The SEC stated in a statement on January 6 complain Sproule’s company Metavine, Inc. is Crowd machine (CMCT) From January to April 2018, it sold unregistered securities, never put the project into operation, and “seriously misrepresented how it intends to use ICO proceeds.”

The US Securities and Exchange Commission stated that Sproule has raised a total of at least 33 million US dollars, but he now lacks “sufficient funds to fund continued operations.” The reason for his lack of funds is the core of the US Securities and Exchange Commission case.

January 6 announcement Information from the US Securities and Exchange Commission on the case indicated that Sproule agreed to prohibit him, Crowd Machine, and Metavine from issuing any more securities. They must also “permanently disable the CMCT token and seek to remove it from the digital asset trading platform”. According to CoinGecko, CMCT is currently only available for trading on HitBTC.

Sproule was barred from becoming an executive of a public company and ordered to pay a fine of $195,047.

Although Sproule told investors that ICO proceeds will be used to fund the development of a decentralized peer-to-peer network, the complaint stated that $5.8 million in ICO funds were sent to South African mining companies as loans or equity. So far, these funds have not been recovered, and Sproule has not received a return on investment.

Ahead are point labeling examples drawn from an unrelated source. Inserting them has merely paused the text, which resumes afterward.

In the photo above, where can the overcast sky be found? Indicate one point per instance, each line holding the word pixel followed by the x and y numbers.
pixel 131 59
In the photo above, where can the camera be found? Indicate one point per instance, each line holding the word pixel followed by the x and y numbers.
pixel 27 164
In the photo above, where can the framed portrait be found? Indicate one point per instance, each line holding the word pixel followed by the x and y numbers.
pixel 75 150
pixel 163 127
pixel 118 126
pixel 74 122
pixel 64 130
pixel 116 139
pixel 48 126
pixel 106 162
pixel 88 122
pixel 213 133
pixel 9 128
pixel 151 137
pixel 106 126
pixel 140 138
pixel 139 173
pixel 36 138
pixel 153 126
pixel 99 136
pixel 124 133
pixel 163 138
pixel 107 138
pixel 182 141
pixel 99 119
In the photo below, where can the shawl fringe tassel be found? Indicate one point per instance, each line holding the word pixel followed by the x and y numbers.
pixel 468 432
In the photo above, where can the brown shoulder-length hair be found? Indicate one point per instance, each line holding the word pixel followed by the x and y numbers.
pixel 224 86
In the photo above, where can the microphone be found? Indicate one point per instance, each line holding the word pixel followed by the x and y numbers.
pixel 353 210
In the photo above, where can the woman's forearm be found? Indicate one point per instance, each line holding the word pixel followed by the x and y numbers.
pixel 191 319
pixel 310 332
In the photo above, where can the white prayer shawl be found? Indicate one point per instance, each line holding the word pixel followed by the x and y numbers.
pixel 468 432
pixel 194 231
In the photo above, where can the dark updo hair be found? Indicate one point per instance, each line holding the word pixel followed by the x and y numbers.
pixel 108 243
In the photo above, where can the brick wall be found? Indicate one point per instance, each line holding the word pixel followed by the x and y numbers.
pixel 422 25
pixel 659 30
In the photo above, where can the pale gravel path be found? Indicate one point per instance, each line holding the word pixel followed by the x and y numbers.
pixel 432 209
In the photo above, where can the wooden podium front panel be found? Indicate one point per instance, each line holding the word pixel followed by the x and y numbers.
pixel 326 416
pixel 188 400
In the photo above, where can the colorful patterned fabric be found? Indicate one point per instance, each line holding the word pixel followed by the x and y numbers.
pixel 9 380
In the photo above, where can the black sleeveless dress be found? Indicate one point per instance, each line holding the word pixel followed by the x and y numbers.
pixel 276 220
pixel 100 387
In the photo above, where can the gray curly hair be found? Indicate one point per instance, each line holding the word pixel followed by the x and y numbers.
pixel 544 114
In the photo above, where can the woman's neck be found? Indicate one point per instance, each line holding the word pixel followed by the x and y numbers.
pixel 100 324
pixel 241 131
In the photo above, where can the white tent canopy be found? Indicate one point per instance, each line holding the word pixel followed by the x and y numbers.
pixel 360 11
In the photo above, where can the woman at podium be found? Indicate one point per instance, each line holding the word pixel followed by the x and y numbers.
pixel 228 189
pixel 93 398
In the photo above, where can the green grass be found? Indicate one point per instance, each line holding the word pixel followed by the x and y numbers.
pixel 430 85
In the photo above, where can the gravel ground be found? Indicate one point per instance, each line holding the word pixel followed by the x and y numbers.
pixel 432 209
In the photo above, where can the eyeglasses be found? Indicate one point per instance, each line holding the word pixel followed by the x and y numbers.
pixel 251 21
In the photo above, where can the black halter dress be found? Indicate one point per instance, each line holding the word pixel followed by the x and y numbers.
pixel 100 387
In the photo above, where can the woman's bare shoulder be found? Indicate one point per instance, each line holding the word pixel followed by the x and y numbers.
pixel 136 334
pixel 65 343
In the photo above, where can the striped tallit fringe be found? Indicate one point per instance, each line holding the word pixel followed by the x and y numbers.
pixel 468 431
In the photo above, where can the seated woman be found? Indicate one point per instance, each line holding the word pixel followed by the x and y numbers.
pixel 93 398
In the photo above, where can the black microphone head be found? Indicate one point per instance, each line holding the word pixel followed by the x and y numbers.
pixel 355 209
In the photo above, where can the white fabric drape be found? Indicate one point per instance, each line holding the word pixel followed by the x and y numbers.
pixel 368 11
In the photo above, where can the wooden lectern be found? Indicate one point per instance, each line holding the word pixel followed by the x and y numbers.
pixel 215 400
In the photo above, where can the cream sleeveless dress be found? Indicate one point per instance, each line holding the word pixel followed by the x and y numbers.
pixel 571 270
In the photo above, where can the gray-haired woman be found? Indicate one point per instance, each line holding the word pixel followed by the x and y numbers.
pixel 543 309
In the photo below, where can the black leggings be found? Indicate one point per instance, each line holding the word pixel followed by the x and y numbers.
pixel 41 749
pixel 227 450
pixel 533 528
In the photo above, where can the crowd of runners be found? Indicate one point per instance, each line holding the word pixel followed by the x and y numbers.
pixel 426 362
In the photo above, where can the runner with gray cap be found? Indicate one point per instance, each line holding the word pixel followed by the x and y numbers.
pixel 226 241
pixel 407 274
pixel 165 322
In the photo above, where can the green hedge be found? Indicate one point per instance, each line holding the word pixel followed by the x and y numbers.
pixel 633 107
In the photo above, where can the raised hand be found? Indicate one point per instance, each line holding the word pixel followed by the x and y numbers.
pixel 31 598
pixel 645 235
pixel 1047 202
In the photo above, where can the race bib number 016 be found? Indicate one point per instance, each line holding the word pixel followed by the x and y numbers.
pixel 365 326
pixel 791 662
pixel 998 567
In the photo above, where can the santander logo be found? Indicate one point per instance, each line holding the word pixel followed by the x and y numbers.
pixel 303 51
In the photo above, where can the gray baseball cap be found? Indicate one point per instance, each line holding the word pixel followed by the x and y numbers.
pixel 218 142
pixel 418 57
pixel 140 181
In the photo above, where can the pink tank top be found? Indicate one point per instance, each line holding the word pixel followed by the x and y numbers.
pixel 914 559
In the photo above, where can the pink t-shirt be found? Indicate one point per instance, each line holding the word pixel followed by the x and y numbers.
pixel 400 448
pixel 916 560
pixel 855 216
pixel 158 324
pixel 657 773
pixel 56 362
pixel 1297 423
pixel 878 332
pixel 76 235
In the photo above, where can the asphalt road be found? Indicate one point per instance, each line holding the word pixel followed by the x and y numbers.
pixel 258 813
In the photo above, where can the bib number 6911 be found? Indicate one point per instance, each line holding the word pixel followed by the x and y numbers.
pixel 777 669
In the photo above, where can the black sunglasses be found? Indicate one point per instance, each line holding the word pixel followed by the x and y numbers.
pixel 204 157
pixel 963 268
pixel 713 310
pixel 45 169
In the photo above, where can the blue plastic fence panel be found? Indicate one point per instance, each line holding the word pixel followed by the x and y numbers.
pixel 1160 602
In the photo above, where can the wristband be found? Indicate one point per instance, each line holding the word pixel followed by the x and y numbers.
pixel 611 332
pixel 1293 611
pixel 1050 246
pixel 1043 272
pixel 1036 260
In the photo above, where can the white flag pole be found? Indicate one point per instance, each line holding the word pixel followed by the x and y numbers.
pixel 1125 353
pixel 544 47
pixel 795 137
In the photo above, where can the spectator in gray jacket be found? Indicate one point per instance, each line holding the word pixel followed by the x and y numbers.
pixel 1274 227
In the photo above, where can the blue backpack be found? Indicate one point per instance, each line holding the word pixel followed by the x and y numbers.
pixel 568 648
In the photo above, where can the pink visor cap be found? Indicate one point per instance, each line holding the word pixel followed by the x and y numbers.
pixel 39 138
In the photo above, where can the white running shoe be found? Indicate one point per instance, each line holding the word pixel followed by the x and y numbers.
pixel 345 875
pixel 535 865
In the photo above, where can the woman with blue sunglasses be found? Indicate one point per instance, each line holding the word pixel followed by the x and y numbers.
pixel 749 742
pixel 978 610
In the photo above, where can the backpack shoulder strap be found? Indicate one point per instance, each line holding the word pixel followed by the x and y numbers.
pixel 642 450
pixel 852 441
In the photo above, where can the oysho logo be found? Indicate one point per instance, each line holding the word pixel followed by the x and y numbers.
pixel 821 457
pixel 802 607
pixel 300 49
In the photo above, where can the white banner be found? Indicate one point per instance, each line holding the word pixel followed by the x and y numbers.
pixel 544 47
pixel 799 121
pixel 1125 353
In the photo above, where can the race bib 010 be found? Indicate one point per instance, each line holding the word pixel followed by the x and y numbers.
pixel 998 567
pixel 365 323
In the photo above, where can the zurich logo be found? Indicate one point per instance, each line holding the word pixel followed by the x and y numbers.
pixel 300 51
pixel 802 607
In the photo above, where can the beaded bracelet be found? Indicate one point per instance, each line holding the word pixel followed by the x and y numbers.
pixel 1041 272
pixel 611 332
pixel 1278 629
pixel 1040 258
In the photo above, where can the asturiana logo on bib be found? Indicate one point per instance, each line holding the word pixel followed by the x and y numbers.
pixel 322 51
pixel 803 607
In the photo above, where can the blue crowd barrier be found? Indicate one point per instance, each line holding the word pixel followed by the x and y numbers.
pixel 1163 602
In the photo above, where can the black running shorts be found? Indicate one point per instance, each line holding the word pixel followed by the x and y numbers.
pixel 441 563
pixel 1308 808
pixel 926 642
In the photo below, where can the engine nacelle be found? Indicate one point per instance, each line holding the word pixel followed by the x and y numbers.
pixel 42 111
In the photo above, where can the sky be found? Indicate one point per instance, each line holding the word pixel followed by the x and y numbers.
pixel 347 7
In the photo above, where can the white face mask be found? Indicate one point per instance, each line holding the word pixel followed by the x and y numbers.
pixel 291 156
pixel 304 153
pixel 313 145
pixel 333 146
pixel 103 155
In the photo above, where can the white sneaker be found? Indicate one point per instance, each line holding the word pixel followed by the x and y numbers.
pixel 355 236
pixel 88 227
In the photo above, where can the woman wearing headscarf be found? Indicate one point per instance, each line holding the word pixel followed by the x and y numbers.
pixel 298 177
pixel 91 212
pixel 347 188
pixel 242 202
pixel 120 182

The complaint also detailed how CMCT tokens should operate in the Crowd Computer ecosystem to pay for equipment owners to use their computer capabilities and to pay for software developers to write code. However, tokens have never run in the ecosystem.

The US Securities and Exchange Commission claimed that CMCT was an investment contract and was classified as a security, and that Crowd Computer and Metavine failed to register its sale with the commission:

“Many courts have clearly determined that the provision and sale of digital assets such as CMCT are investment contracts. Therefore, according to the Federal Securities Law, such digital assets are “securities.”